Shouting at strangers to get off your lawn as you menacingly wave a crumbled newspaper is a thing of the past; in the near future, you’ll be sending stun-gun carrying drones after them. CUPID, short for Chaotic Unmanned Personal Intercept Drone, is an app-controlled six-pronged-copter flying drone that packs an 80,000-volt Taser dart ― legally surpassing policemen’s 50,000-volt Tasers.
The drone was first revealed at the SXSW Interactive Festival in Austin, TX, as a future security concept. It is the brainchild of Austin-based mobile software design studio Chaotic Moon. The drone is approximately the same size as a traditional hexacopter-style drone, but houses a more complex technology in the form of its stun-gun, facial recognition, tracking device, and autopilot.

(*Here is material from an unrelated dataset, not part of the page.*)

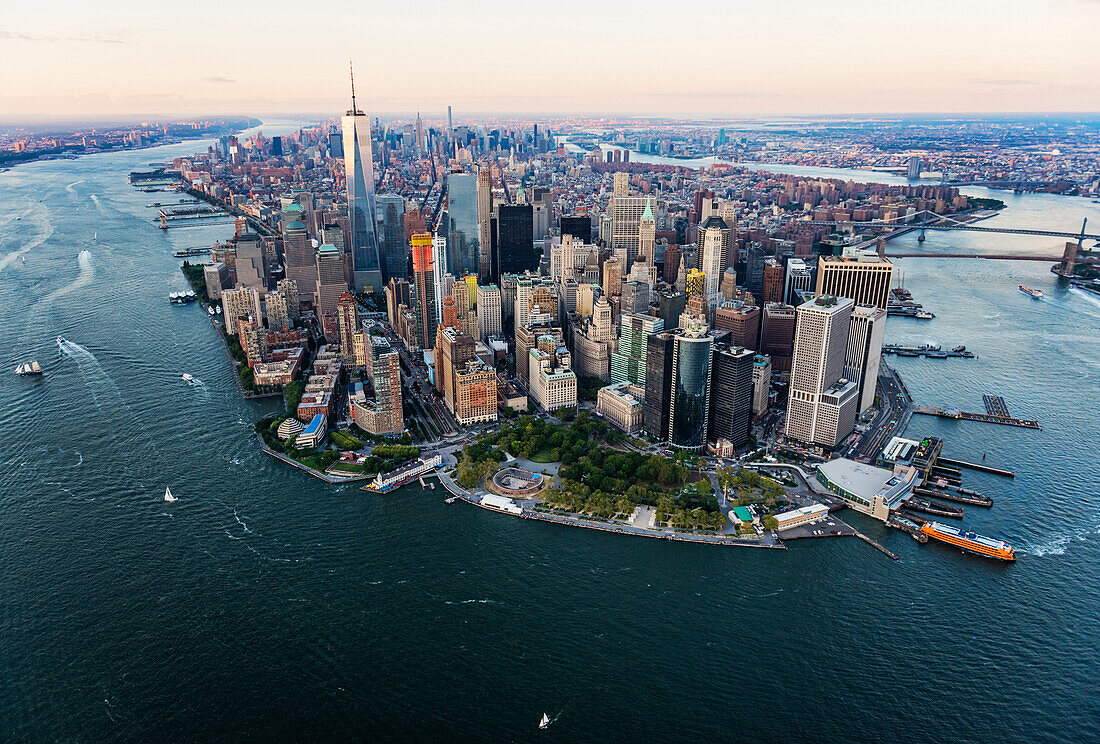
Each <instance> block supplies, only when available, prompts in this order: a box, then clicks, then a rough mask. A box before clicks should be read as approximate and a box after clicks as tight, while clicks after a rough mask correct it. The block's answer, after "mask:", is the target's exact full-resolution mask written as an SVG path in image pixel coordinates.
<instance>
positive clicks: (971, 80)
mask: <svg viewBox="0 0 1100 744" xmlns="http://www.w3.org/2000/svg"><path fill="white" fill-rule="evenodd" d="M967 83H974V84H975V85H989V86H1009V85H1036V83H1035V80H1019V79H1015V78H1011V77H1009V78H999V77H971V78H970V79H968V80H967Z"/></svg>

The biggest design challenge was not actually automating all those systems, but protecting the core technology against the electromagnetic pulse that results as a byproduct when harnessing as much electricity as 80,000 volts. A stray EMP would instantly shut off the machine, sending it crashing down as soon as it fires the dart. The issue was rectified by surrounding all electronic elements in a Faraday Cage, a conductive enclosure that blocks electrical fields.
As an added benefit, any electronics within the vicinity of the EMP blast would also fry, adding in the extra annoyance of not only disabling trespassers, but also destroying their expensive gadgets. So if you plan on filming CUPID in action as reporters from The Verge did, CUPID’s chief designer, William “Whurley” Hurley, will require you stand at least five feet away.
Real-life application
Whurley’s ideal use for CUPID is simple: Once an intruder is spotted on a property, CUPID will fly over and transmit an image of their face. If the property owner does not grant clearance, then CUPID will issue an audio warning before tazering any uncompliant persons into submission, then wait the authorities to arrive.
Integrating these features is simple, Whurley assures The Verge, but CUPID was actually constructed as a publicity stunt to attract coverage, rather than a prototype for future production. Technology isn’t the challenge, he argues, but the politics is. Whurley believes that there’s definitely an element of future-shock surrounding the use of what is basically a flying, electrocuting robot; conducting demonstrations of tech in action is key in dispelling people’s fears of what could otherwise be a life-saving technology. Why send police officers into the location of an armed perpetrator when a robot could do the same, without jeopardizing the offcers’ lives?